Outside chance of making MLB debut in 2014
Matt Barnes, RHP
Matt Barnes, like Ranaudo, might not find his way to the majors in 2014 because of the Red Sox’ starting pitching depth. In fact, it’ll be even tougher for Barnes to earn a call-up because he’s currently not on Boston’s 40-man roster, and he’s coming off a season in which he endured some struggles at Double-A Portland.
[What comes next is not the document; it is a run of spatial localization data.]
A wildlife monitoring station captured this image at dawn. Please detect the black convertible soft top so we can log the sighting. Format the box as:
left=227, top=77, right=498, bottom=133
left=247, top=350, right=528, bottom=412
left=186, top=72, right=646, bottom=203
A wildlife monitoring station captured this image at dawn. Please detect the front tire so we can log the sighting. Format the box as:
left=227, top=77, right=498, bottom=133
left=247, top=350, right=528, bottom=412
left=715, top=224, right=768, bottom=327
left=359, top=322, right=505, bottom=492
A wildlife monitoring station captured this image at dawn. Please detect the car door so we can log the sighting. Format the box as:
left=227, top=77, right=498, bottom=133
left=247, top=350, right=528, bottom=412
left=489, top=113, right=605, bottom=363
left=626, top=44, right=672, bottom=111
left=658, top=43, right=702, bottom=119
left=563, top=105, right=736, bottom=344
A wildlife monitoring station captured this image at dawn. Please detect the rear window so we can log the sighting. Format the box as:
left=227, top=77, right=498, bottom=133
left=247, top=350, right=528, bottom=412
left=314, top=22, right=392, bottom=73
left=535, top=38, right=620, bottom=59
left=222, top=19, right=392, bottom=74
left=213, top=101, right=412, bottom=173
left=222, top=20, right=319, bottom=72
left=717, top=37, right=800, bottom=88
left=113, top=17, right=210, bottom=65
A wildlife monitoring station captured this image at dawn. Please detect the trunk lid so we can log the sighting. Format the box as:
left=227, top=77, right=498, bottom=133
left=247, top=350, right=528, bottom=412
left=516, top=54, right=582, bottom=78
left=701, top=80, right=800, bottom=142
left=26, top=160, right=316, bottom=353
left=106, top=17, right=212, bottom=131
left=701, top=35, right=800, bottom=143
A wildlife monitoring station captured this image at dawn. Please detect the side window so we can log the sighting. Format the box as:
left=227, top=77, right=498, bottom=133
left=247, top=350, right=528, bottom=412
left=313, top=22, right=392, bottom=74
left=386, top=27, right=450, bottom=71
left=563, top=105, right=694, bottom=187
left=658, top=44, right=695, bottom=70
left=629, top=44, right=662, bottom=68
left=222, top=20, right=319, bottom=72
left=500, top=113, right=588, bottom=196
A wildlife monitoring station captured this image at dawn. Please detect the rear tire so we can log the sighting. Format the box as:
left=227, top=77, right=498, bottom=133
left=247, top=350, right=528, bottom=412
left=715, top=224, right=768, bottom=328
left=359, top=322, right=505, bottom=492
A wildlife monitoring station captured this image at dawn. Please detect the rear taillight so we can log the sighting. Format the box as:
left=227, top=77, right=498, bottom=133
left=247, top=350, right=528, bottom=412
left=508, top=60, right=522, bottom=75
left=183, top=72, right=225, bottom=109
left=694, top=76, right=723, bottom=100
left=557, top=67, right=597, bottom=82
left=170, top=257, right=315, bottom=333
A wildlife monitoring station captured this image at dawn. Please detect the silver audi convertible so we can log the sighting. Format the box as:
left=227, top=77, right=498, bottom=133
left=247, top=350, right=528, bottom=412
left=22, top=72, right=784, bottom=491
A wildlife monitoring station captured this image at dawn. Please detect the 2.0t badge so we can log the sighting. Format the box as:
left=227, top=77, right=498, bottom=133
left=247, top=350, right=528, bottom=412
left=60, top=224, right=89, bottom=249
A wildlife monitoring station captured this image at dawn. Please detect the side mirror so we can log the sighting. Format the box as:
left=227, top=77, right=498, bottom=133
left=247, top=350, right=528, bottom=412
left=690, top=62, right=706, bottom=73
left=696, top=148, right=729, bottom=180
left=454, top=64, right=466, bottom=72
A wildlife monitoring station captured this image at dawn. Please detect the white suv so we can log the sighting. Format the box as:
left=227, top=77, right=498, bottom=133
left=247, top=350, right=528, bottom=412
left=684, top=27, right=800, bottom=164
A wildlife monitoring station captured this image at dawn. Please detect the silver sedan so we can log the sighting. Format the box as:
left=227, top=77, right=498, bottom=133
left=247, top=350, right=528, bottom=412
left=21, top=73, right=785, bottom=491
Barnes has filthy stuff, which is why the 23-year-old has an outside chance of earning a call-up in 2014. He’ll need to get off to a hot start, though, or else a 2015 MLB debut will be the more likely scenario.
Garin Cecchini, 3B
Garin Cecchini was the breakout star of the Red Sox minor league system in 2013. The strong campaign earned him a spot on Boston’s 40-man roster, moving him one step closer to a major league call-up. It’s possible that Cecchini could get that call-up in 2014 if the Red Sox don’t re-sign Stephen Drew and something happens to third baseman Will Middlebrooks.
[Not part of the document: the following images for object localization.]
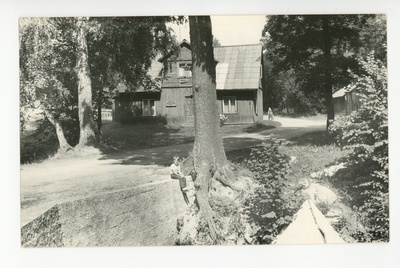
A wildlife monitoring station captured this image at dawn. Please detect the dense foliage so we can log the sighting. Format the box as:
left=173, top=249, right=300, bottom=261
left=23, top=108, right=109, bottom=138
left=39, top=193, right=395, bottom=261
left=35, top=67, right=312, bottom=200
left=328, top=53, right=388, bottom=242
left=19, top=18, right=79, bottom=136
left=262, top=15, right=386, bottom=117
left=243, top=142, right=304, bottom=244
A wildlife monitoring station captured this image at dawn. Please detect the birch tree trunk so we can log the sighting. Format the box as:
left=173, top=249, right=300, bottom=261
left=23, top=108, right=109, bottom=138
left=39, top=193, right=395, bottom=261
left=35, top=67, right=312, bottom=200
left=45, top=111, right=72, bottom=152
left=76, top=17, right=98, bottom=146
left=189, top=16, right=235, bottom=242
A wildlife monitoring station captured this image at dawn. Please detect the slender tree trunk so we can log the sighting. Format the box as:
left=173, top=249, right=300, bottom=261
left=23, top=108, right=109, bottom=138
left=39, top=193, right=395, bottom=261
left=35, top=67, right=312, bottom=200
left=97, top=88, right=102, bottom=140
left=322, top=16, right=335, bottom=130
left=189, top=16, right=234, bottom=242
left=45, top=111, right=72, bottom=152
left=76, top=17, right=98, bottom=146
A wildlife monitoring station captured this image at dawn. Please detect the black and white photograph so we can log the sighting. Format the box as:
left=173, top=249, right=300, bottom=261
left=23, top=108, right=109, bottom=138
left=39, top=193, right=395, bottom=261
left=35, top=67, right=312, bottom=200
left=19, top=13, right=388, bottom=247
left=2, top=0, right=400, bottom=267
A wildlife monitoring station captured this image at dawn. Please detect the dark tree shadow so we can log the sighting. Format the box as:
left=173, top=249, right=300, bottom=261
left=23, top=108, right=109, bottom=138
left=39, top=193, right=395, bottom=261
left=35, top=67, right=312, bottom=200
left=244, top=123, right=275, bottom=133
left=96, top=136, right=268, bottom=167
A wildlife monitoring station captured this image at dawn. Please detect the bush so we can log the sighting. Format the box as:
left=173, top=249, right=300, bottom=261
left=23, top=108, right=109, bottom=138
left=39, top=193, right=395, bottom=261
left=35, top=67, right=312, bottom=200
left=243, top=142, right=304, bottom=244
left=328, top=52, right=388, bottom=242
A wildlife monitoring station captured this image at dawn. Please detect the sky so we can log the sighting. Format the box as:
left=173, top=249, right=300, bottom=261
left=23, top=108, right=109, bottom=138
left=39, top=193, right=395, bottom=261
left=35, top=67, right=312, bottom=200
left=169, top=15, right=267, bottom=46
Cecchini, who turns 23 in April, showed remarkable on-base ability last season, which is encouraging within an organization whose major league offense is built around OBP and driving up pitching counts. He hit .350 and got on base at a .469 clip in 63 games with High-A Salem, and then hit .296 with a .420 on-base percentage in 66 games with Double-A Portland.
Cecchini’s power is still developing — he hit just seven homers in 129 games in 2013 — so the Red Sox probably would prefer to see him spend the entire 2014 season in the minors. But sometimes, circumstances dictate when a player gets called up, and Cecchini’s plate discipline might be very appealing at some point later in the year.
Dalier Hinojosa, Shunsuke Watanabe and Hideyoshi Otake, RHPs
The Red Sox dipped into the international talent pool for a trio of right-handers this offseason, and each hurler’s chances of making Boston’s major league roster could largely depend on spring training performance. Shunsuke Watanabe (a 37-year-old Japanese submarine pitcher) and Hideyoshi Otake (a 25-year-old Japanese independent league hurler) are long shots, but it’s reasonable to expect that Dalier Hinojosa (a 27-year-old Cuban defector) will wind up in the majors at some point in 2014.
The Red Sox gave Hinojosa, who is one of this year’s Rookie Camp participants, a $4.25 million signing bonus as part of his minor league deal. Hinojosa — who is equipped with a 88-92 mph fastball, a changeup/splitter and a “slurvy breaking ball,” according to Baseball America’s Ben Badler — likely will begin the season at Pawtucket, but he could make his way to Boston as a reliever at some point later in the year.